* Continuamos nuestro análisis del acto de fe, profundizando hoy en la dimensión de la libertad que le caracteriza. Nuestra voluntad no sólo tiene la capacidad de aplicar la inteligencia a la consideración de las proposiciones de fe para obtener su asentimiento; tiene también el sorprendente poder de hacerla retroceder, de oponerse y rechazar la invitación a creer. Nuestra fe permanece siempre un acto libre. En el fondo de muchos corazones se esconde una curiosa tendencia a rechazar y oponerse a todo cuanto nos viene mediante la autoridad de otro, no digamos si se trata de la autoridad de la Iglesia o del mismo Dios. Incluso una evidencia que se nos impone con claridad puede ser utilizada y manipulada, pervirtiendo su sentido auténtico, para un fin retorcido o capcioso. Los prejuicios y el influjo de las pasiones conducen, no pocas veces, a que el hombre se someta al imperio de su vanidad antes que a confiarse humildemente a la proposición de Otro mayor.
* Cuando enumeramos las características de la fe ya dijimos algo de este rasgo (su libertad) que tiene la vida creyente, en cuanto que es siempre acción humana, al fin y al cabo. Ahora vamos a añadir algún detalle más.
* La fe es libre por la naturaleza de su objeto. Se trata de una verdad –de un conjunto de verdades- absolutamente trascendente que desborda por todos lados las posibilidades de nuestro humano conocer. El misterio de Dios y todo lo que con él se relaciona puede encontrar en nuestra especulación alguna aclaración, como dijimos, en virtud de un procedimiento análogo, que parte de lo conocido y se remonta por vía de comparación, de afirmación y negación, hasta cimas antes insospechadas. Pero, en su limitación humana, la inteligencia creada no puede sino sospechar –de lejos- lo que un día ciertamente contemplará cara a cara, en el cielo.
* También tiene que ver con la libertad de nuestra fe, no ya la esencia y dignidad del objeto, sino el modo de su adquisición o, lo que es lo mismo, la naturaleza del motivo de la fe, que ya dijimos reside en el testimonio. Vimos que todo testimonio, del tipo que sea, permanece extrínseco a nuestro fuero personal y también a la verdad transmitida. La razón y la lógica no obran sino como desde fuera, como un principio exterior. La conexión se establece entre una afirmación, la cualidad de la persona que testifica y la coherencia del mensaje transmitido. Pero ese tipo de “claridad”, si así se puede decir, no excluye de manera absoluta ni la posibilidad del rechazo, ni el temor a equivocarse. Por eso mismo, como hemos dicho, se requiere del papel insustituible de una voluntad firme que nos empuje a creer.
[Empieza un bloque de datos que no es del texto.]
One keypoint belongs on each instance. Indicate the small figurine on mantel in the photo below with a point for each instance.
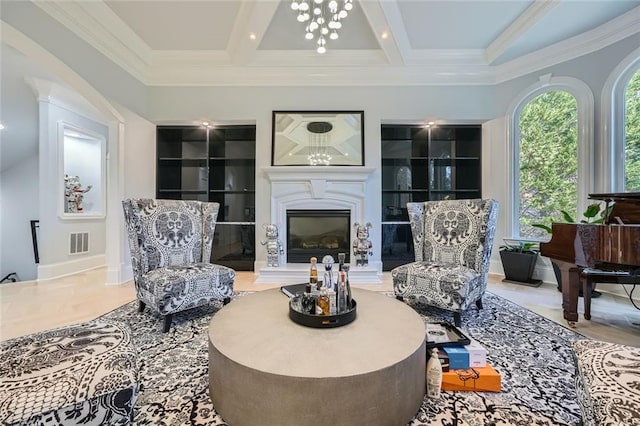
(362, 247)
(274, 246)
(74, 193)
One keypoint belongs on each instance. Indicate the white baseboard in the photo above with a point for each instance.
(63, 269)
(119, 275)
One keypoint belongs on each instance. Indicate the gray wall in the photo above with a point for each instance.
(18, 186)
(485, 104)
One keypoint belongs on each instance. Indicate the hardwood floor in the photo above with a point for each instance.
(35, 306)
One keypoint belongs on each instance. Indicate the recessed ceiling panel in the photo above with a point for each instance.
(457, 24)
(286, 33)
(179, 25)
(568, 19)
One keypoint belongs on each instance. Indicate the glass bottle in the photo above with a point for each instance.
(434, 375)
(313, 272)
(347, 286)
(323, 301)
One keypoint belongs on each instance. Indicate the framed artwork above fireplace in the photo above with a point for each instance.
(318, 138)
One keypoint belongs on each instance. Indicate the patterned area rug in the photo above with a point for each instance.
(531, 353)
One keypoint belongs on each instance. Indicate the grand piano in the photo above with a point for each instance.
(607, 252)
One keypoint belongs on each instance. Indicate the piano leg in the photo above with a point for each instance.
(587, 288)
(570, 290)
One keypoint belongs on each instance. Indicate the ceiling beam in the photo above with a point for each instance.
(397, 33)
(249, 28)
(530, 17)
(388, 30)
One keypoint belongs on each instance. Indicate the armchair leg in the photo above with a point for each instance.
(167, 322)
(456, 319)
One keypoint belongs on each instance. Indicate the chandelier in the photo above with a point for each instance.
(322, 17)
(319, 143)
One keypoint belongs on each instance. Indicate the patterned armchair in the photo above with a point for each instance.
(453, 240)
(170, 243)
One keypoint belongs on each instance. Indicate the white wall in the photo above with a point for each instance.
(139, 165)
(18, 186)
(54, 230)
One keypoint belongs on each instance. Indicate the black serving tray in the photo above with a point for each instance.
(441, 334)
(322, 321)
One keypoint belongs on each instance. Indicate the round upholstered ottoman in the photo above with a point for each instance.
(80, 374)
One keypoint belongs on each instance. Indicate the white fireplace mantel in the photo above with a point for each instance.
(317, 187)
(306, 173)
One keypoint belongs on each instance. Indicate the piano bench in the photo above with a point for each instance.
(590, 276)
(606, 381)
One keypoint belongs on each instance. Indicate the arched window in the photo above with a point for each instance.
(620, 150)
(632, 134)
(548, 160)
(551, 154)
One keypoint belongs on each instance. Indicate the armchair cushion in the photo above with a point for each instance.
(446, 285)
(170, 243)
(453, 241)
(176, 288)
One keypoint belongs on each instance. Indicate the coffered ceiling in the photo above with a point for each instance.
(249, 42)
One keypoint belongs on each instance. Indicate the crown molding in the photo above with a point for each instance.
(613, 31)
(330, 76)
(522, 23)
(97, 24)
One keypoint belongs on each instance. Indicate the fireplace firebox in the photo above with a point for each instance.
(317, 233)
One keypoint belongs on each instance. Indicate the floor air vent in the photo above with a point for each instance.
(78, 242)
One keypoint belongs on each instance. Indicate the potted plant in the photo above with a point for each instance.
(518, 261)
(594, 214)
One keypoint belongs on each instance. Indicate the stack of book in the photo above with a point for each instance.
(463, 360)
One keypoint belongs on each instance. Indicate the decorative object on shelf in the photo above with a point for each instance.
(519, 261)
(318, 138)
(323, 18)
(74, 193)
(274, 245)
(362, 247)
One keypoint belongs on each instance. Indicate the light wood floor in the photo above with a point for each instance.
(35, 306)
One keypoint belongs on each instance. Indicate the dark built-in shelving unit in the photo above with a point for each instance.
(423, 164)
(214, 164)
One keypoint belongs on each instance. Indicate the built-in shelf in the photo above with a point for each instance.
(214, 164)
(420, 164)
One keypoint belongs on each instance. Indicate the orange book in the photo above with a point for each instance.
(479, 379)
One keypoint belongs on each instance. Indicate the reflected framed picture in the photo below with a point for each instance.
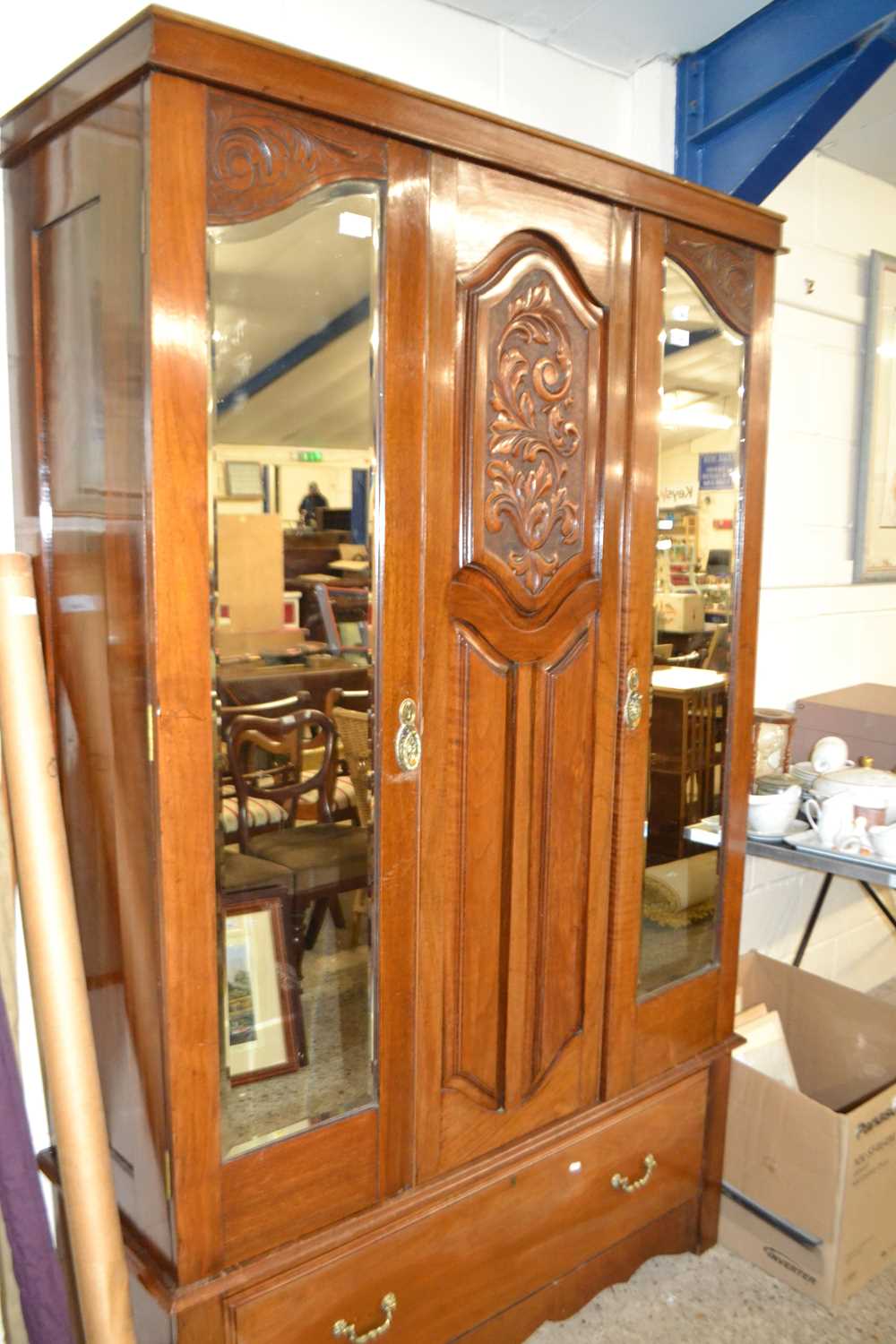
(876, 496)
(258, 1013)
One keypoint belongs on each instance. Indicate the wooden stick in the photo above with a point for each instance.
(56, 965)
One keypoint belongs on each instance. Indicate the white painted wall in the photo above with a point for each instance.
(818, 631)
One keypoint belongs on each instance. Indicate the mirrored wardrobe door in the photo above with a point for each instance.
(699, 472)
(295, 293)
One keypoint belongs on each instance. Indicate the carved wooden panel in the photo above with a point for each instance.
(476, 992)
(263, 158)
(530, 419)
(724, 271)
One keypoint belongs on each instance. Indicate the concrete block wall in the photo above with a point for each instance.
(818, 631)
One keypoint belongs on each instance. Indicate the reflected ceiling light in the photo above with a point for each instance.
(354, 225)
(681, 414)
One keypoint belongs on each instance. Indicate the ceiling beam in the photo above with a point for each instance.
(753, 104)
(296, 355)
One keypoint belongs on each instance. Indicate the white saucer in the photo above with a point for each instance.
(790, 835)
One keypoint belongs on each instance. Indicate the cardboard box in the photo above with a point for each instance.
(864, 715)
(678, 612)
(821, 1159)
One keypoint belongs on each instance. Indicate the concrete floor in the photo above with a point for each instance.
(719, 1298)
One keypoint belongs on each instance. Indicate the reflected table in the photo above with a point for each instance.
(253, 683)
(829, 862)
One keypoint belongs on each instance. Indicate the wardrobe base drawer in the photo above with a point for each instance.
(465, 1261)
(672, 1234)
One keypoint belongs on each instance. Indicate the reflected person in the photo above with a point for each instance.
(311, 503)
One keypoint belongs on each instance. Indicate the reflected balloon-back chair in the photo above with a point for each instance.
(323, 857)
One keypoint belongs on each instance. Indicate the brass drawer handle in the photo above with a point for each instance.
(629, 1187)
(346, 1330)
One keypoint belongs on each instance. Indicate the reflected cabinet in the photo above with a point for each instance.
(394, 478)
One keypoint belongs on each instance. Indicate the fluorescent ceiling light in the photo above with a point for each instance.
(680, 414)
(354, 225)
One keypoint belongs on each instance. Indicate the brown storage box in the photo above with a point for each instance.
(864, 715)
(823, 1159)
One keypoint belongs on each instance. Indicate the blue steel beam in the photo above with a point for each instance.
(759, 99)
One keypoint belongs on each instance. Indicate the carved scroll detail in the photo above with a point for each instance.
(261, 159)
(530, 437)
(726, 271)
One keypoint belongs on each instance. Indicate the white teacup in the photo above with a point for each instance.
(831, 819)
(771, 814)
(884, 841)
(829, 754)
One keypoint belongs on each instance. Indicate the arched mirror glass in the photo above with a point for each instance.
(700, 445)
(292, 481)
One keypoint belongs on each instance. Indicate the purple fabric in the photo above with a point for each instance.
(34, 1260)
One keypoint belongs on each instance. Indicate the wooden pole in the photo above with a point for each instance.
(56, 967)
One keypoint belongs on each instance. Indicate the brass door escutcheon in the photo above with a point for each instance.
(408, 741)
(346, 1330)
(633, 707)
* En fin, la condición presente de nuestras facultades hace que, por muy lógico que sea, un testimonio no podrá provocar nuestro asentimiento a menos que nosotros lo queramos. El hombre queda siempre a expensas de una respuesta que brota de su libertad. Dios, decía A. Lèonard, puede ser convincente pero nunca actúa de un modo «constriñente», es decir, obligando o violentando la decisión del hombres, su confidente. En el ejercicio de nuestro entendimiento hay siempre algo oscuro, incomprensible, alguna frontera en el conocimiento de las cosas, que nos puede hacer dudar o preguntarnos si en realidad hemos alcanzado la verdad de las cosas; conocemos de manera relativa, finita y progresiva.
* En el fondo, y por más que a veces lo queramos disimular, permanece en nosotros la posibilidad de dudar. Se nos presentan dificultades que con nuestra ciencia limitada no podemos resolver. Muchas son las objeciones, teóricas y existenciales, que asaltan el peregrinaje de nuestra fe, esperando una aclaración que no siempre llega, o no siempre lo hace de la mejor y más convincente manera. Tampoco estamos exentos del asalto de la tentación, que pretende conseguir nuestra derrotada abdicación. Por eso urge, al fin, que confiados entreguemos todo nuestro ser en las manos del Dios infinito, abismo insondable de misericordia, cuyo rostro Él mismo nos ha revelado, y cuyo fondo podemos atisbar en lo profundo de nuestra experiencia personal. La certeza de la fe no sólo tiene que ver con el mérito de una inteligencia lúcida, sino también con el ardor de un corazón encendido: conocimiento, sin duda del todo singular, la fe implica otro modo de sabiduría que surge en el interior de una libre y amorosa comunión.